From: Florian Westphal <fw@strlen.de>
To: scott.k.mitch1@gmail.com
Cc: netfilter-devel@vger.kernel.org, pablo@netfilter.org
Subject: Re: [PATCH v6 2/2] netfilter: nfnetlink_queue: optimize verdict lookup with hash table
Date: Sun, 18 Jan 2026 00:00:07 +0100 [thread overview]
Message-ID: <aWwUd1Z8xz5Kk30j@strlen.de> (raw)
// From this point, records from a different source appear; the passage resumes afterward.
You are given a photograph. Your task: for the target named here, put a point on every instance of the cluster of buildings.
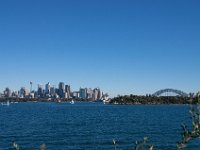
(62, 91)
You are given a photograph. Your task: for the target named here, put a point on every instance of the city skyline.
(48, 91)
(124, 47)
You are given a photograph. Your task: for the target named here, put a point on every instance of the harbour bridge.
(168, 90)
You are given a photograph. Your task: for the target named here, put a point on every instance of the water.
(92, 126)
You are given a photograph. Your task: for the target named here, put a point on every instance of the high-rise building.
(47, 88)
(7, 92)
(83, 93)
(23, 92)
(97, 94)
(61, 90)
(40, 91)
(52, 91)
(68, 91)
(89, 93)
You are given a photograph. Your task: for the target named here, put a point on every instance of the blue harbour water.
(63, 126)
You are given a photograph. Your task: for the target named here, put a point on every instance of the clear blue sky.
(121, 46)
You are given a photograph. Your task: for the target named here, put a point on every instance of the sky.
(121, 46)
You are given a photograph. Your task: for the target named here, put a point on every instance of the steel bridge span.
(178, 92)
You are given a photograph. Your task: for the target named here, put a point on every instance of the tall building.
(83, 93)
(7, 92)
(52, 91)
(61, 89)
(97, 94)
(23, 92)
(68, 91)
(40, 91)
(89, 93)
(47, 88)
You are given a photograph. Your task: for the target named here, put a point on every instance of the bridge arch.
(179, 92)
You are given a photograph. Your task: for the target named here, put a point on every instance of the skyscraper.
(47, 88)
(83, 93)
(68, 91)
(40, 91)
(61, 89)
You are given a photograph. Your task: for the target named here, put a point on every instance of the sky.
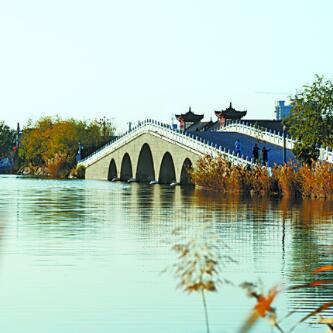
(130, 60)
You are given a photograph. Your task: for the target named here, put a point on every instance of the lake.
(88, 256)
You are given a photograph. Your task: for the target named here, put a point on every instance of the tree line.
(48, 138)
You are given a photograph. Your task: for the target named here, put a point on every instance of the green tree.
(52, 136)
(311, 119)
(7, 139)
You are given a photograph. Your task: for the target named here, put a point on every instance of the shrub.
(286, 178)
(316, 180)
(217, 174)
(58, 166)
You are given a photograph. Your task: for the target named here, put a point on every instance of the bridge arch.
(112, 173)
(185, 178)
(126, 171)
(145, 171)
(167, 170)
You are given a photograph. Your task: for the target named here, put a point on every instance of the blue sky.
(131, 60)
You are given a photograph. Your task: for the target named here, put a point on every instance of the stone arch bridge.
(152, 152)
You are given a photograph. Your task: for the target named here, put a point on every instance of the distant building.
(282, 110)
(229, 114)
(186, 120)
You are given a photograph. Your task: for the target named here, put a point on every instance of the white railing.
(263, 134)
(267, 135)
(189, 140)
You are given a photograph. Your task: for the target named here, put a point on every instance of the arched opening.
(185, 178)
(145, 171)
(167, 170)
(112, 170)
(126, 172)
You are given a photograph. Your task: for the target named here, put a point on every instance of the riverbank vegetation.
(49, 146)
(311, 119)
(198, 270)
(313, 181)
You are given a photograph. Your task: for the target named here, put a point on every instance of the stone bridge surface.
(153, 152)
(145, 158)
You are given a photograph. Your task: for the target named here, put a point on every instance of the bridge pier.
(147, 158)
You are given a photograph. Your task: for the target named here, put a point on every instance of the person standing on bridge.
(238, 147)
(265, 155)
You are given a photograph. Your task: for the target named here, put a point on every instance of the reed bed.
(313, 181)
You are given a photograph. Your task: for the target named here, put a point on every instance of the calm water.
(87, 256)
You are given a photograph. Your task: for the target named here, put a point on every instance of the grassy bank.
(313, 181)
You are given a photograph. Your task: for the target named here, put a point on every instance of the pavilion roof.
(190, 116)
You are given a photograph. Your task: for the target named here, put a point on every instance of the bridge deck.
(227, 140)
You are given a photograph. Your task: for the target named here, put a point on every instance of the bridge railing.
(272, 136)
(189, 140)
(264, 134)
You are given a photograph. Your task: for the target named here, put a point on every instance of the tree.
(311, 119)
(7, 139)
(52, 136)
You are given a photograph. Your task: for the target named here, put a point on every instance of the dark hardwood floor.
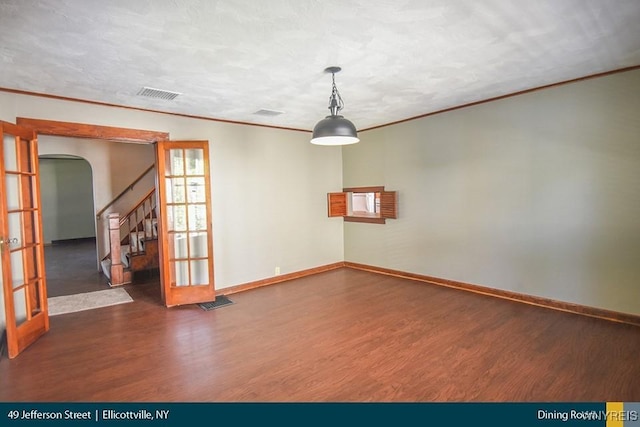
(341, 335)
(72, 268)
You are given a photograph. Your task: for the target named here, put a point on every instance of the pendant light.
(334, 129)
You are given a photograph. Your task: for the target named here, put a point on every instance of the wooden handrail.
(124, 218)
(125, 191)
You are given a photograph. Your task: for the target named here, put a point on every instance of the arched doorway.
(68, 221)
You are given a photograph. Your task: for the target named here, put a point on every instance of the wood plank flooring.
(338, 336)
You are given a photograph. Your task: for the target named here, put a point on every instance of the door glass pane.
(195, 161)
(34, 298)
(30, 231)
(31, 263)
(176, 162)
(17, 269)
(20, 306)
(196, 190)
(175, 190)
(15, 227)
(27, 195)
(197, 217)
(180, 245)
(10, 154)
(177, 218)
(13, 193)
(24, 155)
(198, 243)
(182, 273)
(199, 272)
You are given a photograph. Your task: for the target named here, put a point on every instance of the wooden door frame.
(92, 131)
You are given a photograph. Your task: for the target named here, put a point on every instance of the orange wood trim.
(278, 279)
(372, 189)
(15, 130)
(496, 98)
(370, 220)
(389, 204)
(82, 130)
(599, 313)
(146, 110)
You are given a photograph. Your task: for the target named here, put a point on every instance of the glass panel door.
(21, 242)
(186, 228)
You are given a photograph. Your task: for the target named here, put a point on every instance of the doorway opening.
(69, 226)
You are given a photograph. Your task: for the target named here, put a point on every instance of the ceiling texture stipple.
(230, 59)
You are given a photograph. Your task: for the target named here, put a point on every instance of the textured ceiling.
(229, 59)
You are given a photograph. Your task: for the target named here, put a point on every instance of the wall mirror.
(364, 204)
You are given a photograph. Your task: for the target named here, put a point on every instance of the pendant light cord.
(335, 101)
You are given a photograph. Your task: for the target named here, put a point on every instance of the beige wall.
(537, 194)
(268, 186)
(67, 199)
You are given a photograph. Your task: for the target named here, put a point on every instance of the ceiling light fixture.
(334, 129)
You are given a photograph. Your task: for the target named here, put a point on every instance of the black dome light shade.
(334, 129)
In-Reply-To: <20260117173231.88610-3-scott.k.mitch1@gmail.com>
scott.k.mitch1@gmail.com <scott.k.mitch1@gmail.com> wrote:
> From: Scott Mitchell <scott.k.mitch1@gmail.com>
>
> The current implementation uses a linear list to find queued packets by
> ID when processing verdicts from userspace. With large queue depths and
> out-of-order verdicting, this O(n) lookup becomes a significant
> bottleneck, causing userspace verdict processing to dominate CPU time.
>
> Replace the linear search with a hash table for O(1) average-case
> packet lookup by ID. The hash table automatically resizes based on
> queue depth: grows at 75% load factor, shrinks at 25% load factor.
> To prevent rapid resize cycling during traffic bursts, shrinking only
> occurs if at least 60 seconds have passed since the last shrink.
Ouch. Can we first try something simpler rather than starting a
reimplementation of rhashtable?
Or just use a global rhashtable for this?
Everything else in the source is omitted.